Por Urda Alice Klueger*

Sempre soube, desde pequena, que as coisas tinham coração, tinham sentimentos, tinham vida, sofriam e eram felizes tanto quanto os seres vivos. Na minha infância, por exemplo, se acontecesse de eu dar uma topada numa pedra, por mais que o meu pé estivesse doendo, eu ficava a imaginar o quanto a pedra se machucara também, e pedia perdão a ela, e assim por diante. Árvores, plantas, por exemplo, eram coisas vivas, e então deveriam sentir e sofrer ainda mais que as outras coisas, e então eu evitava de arrancar qualquer folhinha, qualquer galhinho, e quando me consentia tirar pedacinhos de folhas dos pés de tangerina, para ficar a cheirá-los, a esmagá-los na mão e friccioná-los no corpo por causa do seu perfume que para mim é inigualável, ficava muito apiedada do que sentira o pé de tangerina, e conversava com ele, explicava-lhe dos meus sentimentos e do meu amor por seu cheiro, e lhe pedia desculpas.

Tive que crescer mais um pouco, porém, para entender que não eram só as coisas como pedras, formigas e pés de tangerina que tinham alma e sentimentos: um dia viajei pela primeira vez para a encantada cidade de Salvador, que conhecia quase que profundamente através de um escritor que dedicara sua vida a ela, um baiano chamado Jorge Amado, mas que jamais imaginara que fosse uma cidade com alma. E ela estava lá, a alma de Salvador, batendo fortemente dentro de um coração que se situava bem sob a estátua de Castro Alves, na praça do mesmo nome, sobranceira ao Mar de Iemanjá! Foi uma surpreendente surpresa descobrir aquela coisa, e eu não queria mais sair daquela praça, tentando auscultar as poderosas batidas que vinham de sob ela, entendendo perfeitamente, então, que também as cidades possuem coração e sentimentos!

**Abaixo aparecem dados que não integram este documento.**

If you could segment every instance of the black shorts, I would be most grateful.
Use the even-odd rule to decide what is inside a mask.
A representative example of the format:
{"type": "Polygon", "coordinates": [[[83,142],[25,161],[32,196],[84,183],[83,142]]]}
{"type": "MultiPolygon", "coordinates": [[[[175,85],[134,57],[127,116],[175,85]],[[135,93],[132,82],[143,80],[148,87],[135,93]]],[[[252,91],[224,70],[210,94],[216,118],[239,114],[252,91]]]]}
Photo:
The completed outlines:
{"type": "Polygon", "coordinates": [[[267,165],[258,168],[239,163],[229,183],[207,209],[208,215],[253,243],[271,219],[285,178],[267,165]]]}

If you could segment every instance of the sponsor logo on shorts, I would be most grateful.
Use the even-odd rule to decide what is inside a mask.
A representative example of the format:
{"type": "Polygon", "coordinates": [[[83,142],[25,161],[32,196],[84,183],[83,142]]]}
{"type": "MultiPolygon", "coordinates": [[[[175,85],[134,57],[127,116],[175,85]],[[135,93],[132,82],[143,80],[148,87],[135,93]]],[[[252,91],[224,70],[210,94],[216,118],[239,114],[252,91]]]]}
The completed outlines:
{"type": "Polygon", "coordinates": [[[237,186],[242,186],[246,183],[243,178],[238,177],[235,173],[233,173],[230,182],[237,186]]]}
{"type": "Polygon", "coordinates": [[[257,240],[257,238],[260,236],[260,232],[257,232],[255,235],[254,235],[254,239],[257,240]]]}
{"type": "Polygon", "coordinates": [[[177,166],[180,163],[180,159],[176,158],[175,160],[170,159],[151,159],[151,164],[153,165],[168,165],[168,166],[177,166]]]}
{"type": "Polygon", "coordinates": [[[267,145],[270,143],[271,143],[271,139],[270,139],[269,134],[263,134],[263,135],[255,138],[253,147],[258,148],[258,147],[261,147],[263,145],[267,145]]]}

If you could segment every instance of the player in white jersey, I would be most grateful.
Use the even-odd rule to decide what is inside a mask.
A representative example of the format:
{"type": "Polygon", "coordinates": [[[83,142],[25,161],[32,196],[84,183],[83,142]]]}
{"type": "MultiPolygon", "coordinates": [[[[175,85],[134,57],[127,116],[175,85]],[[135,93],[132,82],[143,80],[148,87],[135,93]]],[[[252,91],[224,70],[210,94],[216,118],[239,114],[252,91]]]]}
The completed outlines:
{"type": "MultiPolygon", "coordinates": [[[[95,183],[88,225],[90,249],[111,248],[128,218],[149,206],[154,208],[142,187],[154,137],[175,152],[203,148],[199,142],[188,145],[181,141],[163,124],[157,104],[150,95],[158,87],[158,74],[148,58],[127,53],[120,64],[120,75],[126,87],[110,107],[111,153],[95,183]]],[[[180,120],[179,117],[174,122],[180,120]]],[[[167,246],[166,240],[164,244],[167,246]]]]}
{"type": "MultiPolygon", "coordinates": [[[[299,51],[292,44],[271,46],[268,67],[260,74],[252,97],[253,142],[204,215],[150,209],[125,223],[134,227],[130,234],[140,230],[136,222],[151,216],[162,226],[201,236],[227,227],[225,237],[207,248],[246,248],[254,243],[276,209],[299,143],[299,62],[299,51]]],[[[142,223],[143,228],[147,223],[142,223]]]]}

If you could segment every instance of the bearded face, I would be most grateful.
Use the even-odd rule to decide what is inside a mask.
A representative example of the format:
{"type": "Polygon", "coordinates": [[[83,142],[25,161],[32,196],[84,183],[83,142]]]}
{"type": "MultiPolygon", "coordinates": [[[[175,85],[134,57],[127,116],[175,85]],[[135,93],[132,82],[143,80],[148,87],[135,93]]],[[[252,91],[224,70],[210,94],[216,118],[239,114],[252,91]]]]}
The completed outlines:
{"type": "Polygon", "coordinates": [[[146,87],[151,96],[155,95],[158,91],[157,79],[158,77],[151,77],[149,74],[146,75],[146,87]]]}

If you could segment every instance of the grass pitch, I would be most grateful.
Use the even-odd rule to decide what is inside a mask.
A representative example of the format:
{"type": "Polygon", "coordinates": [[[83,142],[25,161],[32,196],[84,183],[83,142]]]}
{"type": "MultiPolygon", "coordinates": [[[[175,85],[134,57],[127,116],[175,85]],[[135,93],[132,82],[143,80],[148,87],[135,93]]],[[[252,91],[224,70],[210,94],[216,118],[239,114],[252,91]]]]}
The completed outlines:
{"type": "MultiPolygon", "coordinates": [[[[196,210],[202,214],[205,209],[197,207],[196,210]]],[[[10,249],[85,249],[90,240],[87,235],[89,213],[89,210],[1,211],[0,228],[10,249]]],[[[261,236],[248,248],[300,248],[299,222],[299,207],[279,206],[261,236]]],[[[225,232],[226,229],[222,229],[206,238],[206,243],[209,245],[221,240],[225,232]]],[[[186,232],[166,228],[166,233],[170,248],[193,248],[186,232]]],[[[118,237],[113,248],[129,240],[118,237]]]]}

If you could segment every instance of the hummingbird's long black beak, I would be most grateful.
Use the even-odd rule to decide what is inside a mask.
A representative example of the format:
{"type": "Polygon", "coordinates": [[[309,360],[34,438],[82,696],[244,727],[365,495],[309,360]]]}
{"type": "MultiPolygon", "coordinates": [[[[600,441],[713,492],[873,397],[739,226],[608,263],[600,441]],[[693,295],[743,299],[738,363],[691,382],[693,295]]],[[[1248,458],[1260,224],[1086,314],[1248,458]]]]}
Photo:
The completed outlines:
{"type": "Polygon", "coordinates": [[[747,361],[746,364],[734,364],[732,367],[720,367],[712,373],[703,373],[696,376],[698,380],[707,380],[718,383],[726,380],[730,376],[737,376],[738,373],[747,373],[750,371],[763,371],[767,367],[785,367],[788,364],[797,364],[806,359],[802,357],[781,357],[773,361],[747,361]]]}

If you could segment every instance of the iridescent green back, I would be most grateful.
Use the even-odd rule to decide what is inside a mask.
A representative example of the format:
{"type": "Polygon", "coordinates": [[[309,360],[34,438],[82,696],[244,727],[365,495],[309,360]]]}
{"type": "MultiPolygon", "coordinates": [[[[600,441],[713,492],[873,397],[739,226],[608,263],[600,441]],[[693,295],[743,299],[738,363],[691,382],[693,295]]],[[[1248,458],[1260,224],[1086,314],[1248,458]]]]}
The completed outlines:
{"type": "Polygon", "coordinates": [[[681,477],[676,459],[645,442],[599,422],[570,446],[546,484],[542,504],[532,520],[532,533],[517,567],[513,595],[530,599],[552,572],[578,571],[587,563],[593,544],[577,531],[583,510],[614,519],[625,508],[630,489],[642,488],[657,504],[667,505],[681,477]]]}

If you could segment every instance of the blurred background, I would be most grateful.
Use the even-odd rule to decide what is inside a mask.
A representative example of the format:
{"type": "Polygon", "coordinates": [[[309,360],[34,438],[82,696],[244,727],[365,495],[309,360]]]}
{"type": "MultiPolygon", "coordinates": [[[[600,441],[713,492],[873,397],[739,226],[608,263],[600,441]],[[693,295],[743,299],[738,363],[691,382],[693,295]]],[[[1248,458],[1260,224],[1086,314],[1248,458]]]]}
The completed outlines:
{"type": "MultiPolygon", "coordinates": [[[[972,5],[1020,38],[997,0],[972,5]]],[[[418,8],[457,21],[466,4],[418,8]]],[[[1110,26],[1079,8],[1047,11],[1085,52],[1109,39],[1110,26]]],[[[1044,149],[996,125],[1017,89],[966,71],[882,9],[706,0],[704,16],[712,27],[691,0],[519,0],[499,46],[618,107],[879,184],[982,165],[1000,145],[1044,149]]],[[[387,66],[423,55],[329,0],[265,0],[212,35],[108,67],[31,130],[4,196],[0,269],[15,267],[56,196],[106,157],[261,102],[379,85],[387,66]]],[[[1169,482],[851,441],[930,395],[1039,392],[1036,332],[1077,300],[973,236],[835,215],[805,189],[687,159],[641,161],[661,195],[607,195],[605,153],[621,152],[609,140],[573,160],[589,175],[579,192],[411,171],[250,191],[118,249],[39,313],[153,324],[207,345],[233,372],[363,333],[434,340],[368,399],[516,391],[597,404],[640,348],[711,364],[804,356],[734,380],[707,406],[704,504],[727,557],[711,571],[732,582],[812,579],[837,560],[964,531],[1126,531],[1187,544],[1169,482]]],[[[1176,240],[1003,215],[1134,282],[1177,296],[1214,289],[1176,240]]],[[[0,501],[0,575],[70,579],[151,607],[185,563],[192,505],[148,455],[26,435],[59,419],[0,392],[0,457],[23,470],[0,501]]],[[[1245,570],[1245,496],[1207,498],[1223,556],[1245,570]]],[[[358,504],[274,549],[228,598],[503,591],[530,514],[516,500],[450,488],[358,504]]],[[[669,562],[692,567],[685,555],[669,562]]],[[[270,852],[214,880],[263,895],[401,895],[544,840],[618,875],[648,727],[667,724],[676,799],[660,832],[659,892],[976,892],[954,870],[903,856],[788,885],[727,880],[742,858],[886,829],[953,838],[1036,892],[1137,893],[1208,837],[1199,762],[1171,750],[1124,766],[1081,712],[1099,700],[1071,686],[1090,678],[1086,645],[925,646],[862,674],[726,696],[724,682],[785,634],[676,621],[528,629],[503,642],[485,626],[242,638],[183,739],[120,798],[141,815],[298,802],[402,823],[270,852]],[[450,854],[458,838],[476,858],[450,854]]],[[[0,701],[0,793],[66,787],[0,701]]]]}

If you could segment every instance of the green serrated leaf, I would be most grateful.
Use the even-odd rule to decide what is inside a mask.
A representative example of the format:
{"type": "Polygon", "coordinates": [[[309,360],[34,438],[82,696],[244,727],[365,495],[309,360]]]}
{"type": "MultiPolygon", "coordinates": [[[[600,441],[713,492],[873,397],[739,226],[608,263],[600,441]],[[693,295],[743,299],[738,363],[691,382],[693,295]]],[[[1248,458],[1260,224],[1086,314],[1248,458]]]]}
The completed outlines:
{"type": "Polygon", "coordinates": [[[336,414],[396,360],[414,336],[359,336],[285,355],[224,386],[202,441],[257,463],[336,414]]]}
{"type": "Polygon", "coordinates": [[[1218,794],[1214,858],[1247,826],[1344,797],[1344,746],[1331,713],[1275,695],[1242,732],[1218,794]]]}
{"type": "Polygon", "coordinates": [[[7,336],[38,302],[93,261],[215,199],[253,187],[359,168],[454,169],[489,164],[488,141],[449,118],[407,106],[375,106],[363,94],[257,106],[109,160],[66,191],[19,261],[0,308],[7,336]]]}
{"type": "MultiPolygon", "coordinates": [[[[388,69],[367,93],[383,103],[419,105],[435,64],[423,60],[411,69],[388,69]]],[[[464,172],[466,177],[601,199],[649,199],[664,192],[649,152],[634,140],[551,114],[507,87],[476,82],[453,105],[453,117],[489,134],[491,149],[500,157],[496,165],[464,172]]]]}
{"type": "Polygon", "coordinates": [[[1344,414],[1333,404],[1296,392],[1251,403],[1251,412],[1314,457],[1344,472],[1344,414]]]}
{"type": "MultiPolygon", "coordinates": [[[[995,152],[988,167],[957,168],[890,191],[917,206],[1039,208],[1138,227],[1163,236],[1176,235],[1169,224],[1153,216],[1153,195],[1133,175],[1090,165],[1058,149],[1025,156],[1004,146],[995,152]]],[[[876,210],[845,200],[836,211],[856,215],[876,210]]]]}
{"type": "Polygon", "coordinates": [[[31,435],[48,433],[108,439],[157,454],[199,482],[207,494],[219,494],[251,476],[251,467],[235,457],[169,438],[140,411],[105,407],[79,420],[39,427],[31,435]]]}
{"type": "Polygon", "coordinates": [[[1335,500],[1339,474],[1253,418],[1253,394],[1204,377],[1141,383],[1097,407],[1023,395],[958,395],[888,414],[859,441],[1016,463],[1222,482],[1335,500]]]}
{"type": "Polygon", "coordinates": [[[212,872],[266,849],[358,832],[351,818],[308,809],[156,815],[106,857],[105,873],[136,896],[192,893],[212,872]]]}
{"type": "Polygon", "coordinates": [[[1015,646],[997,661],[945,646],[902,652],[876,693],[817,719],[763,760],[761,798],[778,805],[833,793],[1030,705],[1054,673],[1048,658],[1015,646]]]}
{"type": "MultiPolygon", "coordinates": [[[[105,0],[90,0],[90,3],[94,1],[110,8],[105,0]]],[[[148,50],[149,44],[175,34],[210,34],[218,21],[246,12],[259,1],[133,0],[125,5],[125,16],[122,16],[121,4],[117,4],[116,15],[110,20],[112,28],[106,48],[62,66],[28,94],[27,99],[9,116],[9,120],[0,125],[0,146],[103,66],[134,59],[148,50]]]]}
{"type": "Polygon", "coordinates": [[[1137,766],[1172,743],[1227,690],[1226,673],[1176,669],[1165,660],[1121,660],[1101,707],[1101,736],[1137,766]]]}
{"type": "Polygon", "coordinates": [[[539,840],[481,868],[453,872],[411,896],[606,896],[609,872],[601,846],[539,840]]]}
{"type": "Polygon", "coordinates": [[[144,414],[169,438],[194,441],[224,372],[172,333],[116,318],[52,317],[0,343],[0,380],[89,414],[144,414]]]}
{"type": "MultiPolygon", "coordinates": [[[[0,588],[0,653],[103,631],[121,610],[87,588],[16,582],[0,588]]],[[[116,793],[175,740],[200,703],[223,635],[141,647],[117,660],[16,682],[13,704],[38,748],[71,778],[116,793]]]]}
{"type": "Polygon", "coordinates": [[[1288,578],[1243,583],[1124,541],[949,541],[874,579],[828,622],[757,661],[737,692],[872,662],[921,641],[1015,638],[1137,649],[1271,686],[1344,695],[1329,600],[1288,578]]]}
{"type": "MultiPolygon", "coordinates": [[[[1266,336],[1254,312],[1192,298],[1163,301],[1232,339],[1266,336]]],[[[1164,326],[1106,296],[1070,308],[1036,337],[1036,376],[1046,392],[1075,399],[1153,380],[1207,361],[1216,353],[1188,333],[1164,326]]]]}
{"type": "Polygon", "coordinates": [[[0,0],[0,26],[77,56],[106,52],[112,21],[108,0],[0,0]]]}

Descobri o coração de Salvador em 1988; descobri o coração de Abya-Ayalla cinco anos depois, quando me aventurei por países nunca dantes navegados por mim, e fui bater em Sacsayuhaman.

Alguém há de me perguntar o que poderá ser Abya-Ayalla, e então explico: é o nome que muita gente quer que tenha este continente aonde vivemos. Alguém pode até rir, achando que é bobagem, mas esse é um assunto que tem sido seriamente debatido em Fóruns Internacionais, por sérias pessoas que pensam muito seriamente sobre tal possibilidade, e eu já tenho visto uma porção de gente chamando de Abya-Ayalla a este continente que faz uns 500 anos foi batizado de América, por causa de um navegador estrangeiro chamado Américo Vespúcio. Além de saber que era um navegador, e estrangeiro, o que você sabe sobre Américo Vespúcio? Aposto que nada – o que pode representar o nome de América tirado de um navegador que não teve a mínima importância para nós? Pois é, e o nome está aí, durando quase 500 anos.

Abya-Ayalla, no entanto, tem uma significação poderosa: numa das antigas línguas existentes na América Central, ele é traduzido como “Mãe Terra”, ou seja, a mãe de todos nós.

E a Mãe Terra tem coração, tem alma, tem sentimentos?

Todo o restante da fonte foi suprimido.